Kirk Seward, chief technology officer of the start-up EndoBionics, began working on microneedles in 1999. He was a Ph.D. student at the University of California at Berkeley, studying with mechanical engineering professor Al Pisano, a former program manager for the microelectrical mechanical systems (mems) program at the Defense Advanced Research Projects Agency (darpa). Dr. Seward's background in catheters and mems manufacturing gave him the idea to integrate a microneedle into a catheter, creating a tiny syringe with many intriguing applications. "Our original thoughts were for heart disease or cancer therapies, where you don't want to have a lot of possibly toxic drugs washing through the system or getting filtered out by the kidneys and liver," he says.

Now, thanks to a cash infusion in late 2002 from the medical device firm Medtronic, EndoBionics is testing its trademarked MicroSyringe for use in treating restenosis. This renarrowing of the arteries occurs in about one-third of patients who undergo balloon angioplasty, stenting, or other coronary artery surgeries. To prevent restenosis, a drug-coated stent is often implanted at the time of the angioplasty.

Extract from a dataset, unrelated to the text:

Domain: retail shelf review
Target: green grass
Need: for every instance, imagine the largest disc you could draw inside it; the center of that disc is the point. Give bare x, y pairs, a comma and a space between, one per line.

EndoBionics proposes using a 1.5 mm-diameter catheter tipped with a balloon and threaded through a tiny incision in the patient's thigh. A 1 mm-long microneedle about 130 microns in diameter-the thickness of two or three human hairs-is attached and folded safely into the balloon's surface. When the catheter reaches the desired artery, the balloon is inflated and the microneedle penetrates the arterial wall, injecting its contents into the adventitia, the artery's outer layer of tissue.

Preliminary studies in pig arteries have shown that drugs delivered to the adventitia permeate the site of the blockage much more thoroughly than solid-form drugs from drug-coated stents. The company hopes to begin testing the device in humans next year and receive Food and Drug Administration approval for a restenosis application by 2005. Applications in other therapeutic areas will follow.

The microneedle can also make standard skin injections less painful and more precise. Dr. Pisano co founded the startup TheraFuse, which has developed a prototype insulin-delivery system about the size of a poker chip that attaches to the skin with adhesive. A preloaded, disposable capsule delivers insulin continuously through a 120-micron stainless steel microneedle. The device's pressurized reservoir propels the fluid, while a snap-in, reusable, chip-driven component meters the dosage. TheraFuse expects to start testing the device on animals in May 2003 and to have a product out by late 2005.

Still in the lab stage is the microneedle's most promising application of all: with funding from darpa and Becton-Dickinson, UC Berkeley bioengineering professor Dorian Liepmann has developed a tiny all-in-one syringe that shoots freeze-dried drugs into the skin painlessly through an array of up to 100 microneedles. Patients self-administer the doses by pushing the 10-mm-by-10-mm device-nicknamed the chiclet for what it resembles-against their skin for a few seconds, which forces the dry drug out of the reservoir, through the microneedle channels, and into the skin.

The chiclet's appeal for distributing vaccines and antibiotics in developing countries is enormous: the freeze-dried drugs don't require mixing, can be stored indefinitely, and can be distributed safely to patients to self-administer. It could also be used to deliver drugs that are dangerous or ineffective when taken orally, as a time-saving device for paramedics, for bioterrorism attacks, and in space. And it doesn't even hurt.